Les narvals arrivent généralement en novembre et se dirigent vers le fjord à la poursuite du calmar gonatus. Les hommes de Niaqornat en canot à moteur tirent sur les animaux avec des fusils. Mais au printemps, lorsque les baleines repassent en se dirigeant vers le nord, les chasseurs travaillent à l'ancienne, entraînant leurs chiens de traîneaux dans le fjord recouvert de glace. Ensuite, ils se glissent en file indienne, portant des bottes en peau de phoque pour ne pas faire de bruit - même un orteil serré peut faire craquer la glace. Ils s'approchent aussi près que possible des baleines qui font surface, puis lancent leurs harpons.

Dans l'obscurité, ils peuvent faire la différence entre un béluga et un narval par le son de leur respiration. Et si les chasseurs n'entendent rien, ils les recherchent à l'odeur. "Ils sentent la graisse", m'a dit un jeune homme.

Au Moyen Âge et même avant, la défense de narval était vendue en Europe et en Extrême-Orient sous forme de corne de licorne. Les médecins croyaient que la poudre de corne de licorne pouvait guérir les maladies de la peste à la rage et même faire ressusciter les morts. Il semble également avoir été commercialisé en tant que précurseur du Viagra et il rivalisait avec la langue du serpent et la griffe du griffon en tant que détecteur de poison. Les empoisonnements faisant fureur à l'époque médiévale, la "corne de licorne" est devenue l'une des substances les plus convoitées d'Europe, valant dix fois son poids en or. Les monarques français ont dîné avec des ustensiles en narval; Martin Luther a été nourri avec une défense en poudre avant de mourir. La spirale en ivoire servait à fabriquer le sceptre des Habsbourg, le bâton d’Ivan le Terrible, l’épée de Charles le Téméraire.

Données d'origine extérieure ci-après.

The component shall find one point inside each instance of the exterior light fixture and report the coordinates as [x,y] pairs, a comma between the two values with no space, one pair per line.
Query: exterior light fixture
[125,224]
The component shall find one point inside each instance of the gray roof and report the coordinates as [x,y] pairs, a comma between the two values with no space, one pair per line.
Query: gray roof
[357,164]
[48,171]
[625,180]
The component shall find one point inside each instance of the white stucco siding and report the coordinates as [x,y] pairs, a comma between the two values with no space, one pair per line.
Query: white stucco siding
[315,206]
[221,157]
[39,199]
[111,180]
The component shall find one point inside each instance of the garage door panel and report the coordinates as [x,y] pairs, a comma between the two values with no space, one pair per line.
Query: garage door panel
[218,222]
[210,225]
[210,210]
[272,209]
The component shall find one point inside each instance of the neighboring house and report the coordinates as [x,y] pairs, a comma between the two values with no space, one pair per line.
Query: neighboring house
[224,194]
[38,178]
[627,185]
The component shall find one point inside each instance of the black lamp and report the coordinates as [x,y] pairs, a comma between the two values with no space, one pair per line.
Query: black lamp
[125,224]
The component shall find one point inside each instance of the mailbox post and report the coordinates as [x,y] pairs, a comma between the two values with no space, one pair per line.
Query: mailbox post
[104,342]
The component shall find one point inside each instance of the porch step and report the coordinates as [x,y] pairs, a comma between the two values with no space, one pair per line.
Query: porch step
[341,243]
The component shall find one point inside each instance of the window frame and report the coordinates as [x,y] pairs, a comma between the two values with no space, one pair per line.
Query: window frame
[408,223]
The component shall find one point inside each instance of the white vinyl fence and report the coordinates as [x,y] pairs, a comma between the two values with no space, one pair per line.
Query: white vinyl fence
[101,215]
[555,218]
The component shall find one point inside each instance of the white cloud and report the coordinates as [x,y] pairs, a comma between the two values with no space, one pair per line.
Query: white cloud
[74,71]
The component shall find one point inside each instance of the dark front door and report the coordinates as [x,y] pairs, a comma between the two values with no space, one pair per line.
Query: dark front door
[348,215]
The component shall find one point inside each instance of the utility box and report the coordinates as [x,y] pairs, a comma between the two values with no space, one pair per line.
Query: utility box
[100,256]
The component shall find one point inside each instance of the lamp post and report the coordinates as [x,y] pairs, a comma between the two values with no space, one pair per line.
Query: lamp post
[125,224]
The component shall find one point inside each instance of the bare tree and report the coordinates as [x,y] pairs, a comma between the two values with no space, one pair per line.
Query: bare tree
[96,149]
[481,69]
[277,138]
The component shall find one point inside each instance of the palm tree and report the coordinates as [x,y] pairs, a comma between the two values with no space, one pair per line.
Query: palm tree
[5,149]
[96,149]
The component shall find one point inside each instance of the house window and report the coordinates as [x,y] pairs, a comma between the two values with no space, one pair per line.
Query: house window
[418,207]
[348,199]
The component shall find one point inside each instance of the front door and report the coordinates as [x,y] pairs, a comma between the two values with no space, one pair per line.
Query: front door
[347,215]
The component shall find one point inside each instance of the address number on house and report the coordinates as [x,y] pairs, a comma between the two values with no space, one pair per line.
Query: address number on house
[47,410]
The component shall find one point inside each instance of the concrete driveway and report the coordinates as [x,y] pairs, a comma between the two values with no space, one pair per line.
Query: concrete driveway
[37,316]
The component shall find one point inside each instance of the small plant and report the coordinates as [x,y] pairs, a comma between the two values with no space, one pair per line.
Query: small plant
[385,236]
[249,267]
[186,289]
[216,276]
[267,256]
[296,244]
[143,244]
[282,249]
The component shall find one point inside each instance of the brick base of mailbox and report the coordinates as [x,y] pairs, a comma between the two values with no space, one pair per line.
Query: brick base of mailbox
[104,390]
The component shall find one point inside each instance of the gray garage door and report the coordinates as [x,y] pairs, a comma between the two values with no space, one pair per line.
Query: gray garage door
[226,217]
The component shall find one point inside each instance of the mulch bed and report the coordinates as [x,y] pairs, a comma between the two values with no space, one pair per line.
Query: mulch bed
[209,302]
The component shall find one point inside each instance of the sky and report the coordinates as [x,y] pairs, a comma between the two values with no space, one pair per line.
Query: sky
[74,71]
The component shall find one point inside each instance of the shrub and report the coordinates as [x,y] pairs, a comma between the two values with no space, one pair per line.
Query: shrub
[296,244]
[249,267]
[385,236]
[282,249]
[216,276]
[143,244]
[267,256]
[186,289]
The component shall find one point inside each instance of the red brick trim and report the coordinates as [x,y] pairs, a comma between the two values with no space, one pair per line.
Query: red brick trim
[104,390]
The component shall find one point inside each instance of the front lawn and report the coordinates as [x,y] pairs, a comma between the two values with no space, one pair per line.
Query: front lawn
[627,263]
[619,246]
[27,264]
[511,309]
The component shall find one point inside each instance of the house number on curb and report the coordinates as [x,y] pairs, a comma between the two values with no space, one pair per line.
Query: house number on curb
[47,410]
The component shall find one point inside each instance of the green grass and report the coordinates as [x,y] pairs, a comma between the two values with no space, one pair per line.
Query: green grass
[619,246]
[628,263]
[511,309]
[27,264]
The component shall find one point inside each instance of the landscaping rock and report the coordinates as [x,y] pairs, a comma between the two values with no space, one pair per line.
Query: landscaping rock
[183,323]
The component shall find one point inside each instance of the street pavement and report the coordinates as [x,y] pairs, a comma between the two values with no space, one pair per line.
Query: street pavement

Les historiens n’ont pas défini de manière définitive l’origine des anciennes défenses, bien que l’on puisse supposer que les narvals ont été récoltés dans l’Arctique sibérien (où, pour des raisons inconnues, ils ne vivent plus). Mais à la fin des années 900, les Vikings sont arrivés sur le Groenland, envahis de narvals, leurs dents plus précieuses que les peaux d'ours polaires et les faucons vivants qu'ils pouvaient faucher avec des princes arabes. Les chaloupes nordiques ont ramé vers le nord à la poursuite des baleines à dents, affrontant les Skraelings aux tempêtes estivales, comme les Vikings appelaient les Inuits, qu'ils méprisaient.

Ce sont les ancêtres intellectuels de Laidre, les scientifiques des Lumières, qui ont ruiné le racket. En 1638, le savant danois Ole Wurm a réfuté le mythe de la licorne, montrant que le matériau de corne prisé provenait de narvals et que d'autres en faisaient de même. En 1746, confrontés à des preuves de plus en plus nombreuses, les médecins britanniques arrêtèrent brutalement de prescrire le klaxon en tant que médicament miracle (bien que la Apothecaries 'Society of London ait déjà incorporé des licornes dans ses armoiries). Aujourd'hui, les défenses atteignent des prix plus modestes - environ 1 700 $ le pied lors d'une vente aux enchères de 2007 à Beverly Hills. (Il est illégal d'importer des défenses de narval aux États-Unis depuis la loi de 1972 sur la protection des mammifères marins (Marine Mammal Protection Act), mais les matériaux déjà entrés dans le pays peuvent être achetés et vendus.)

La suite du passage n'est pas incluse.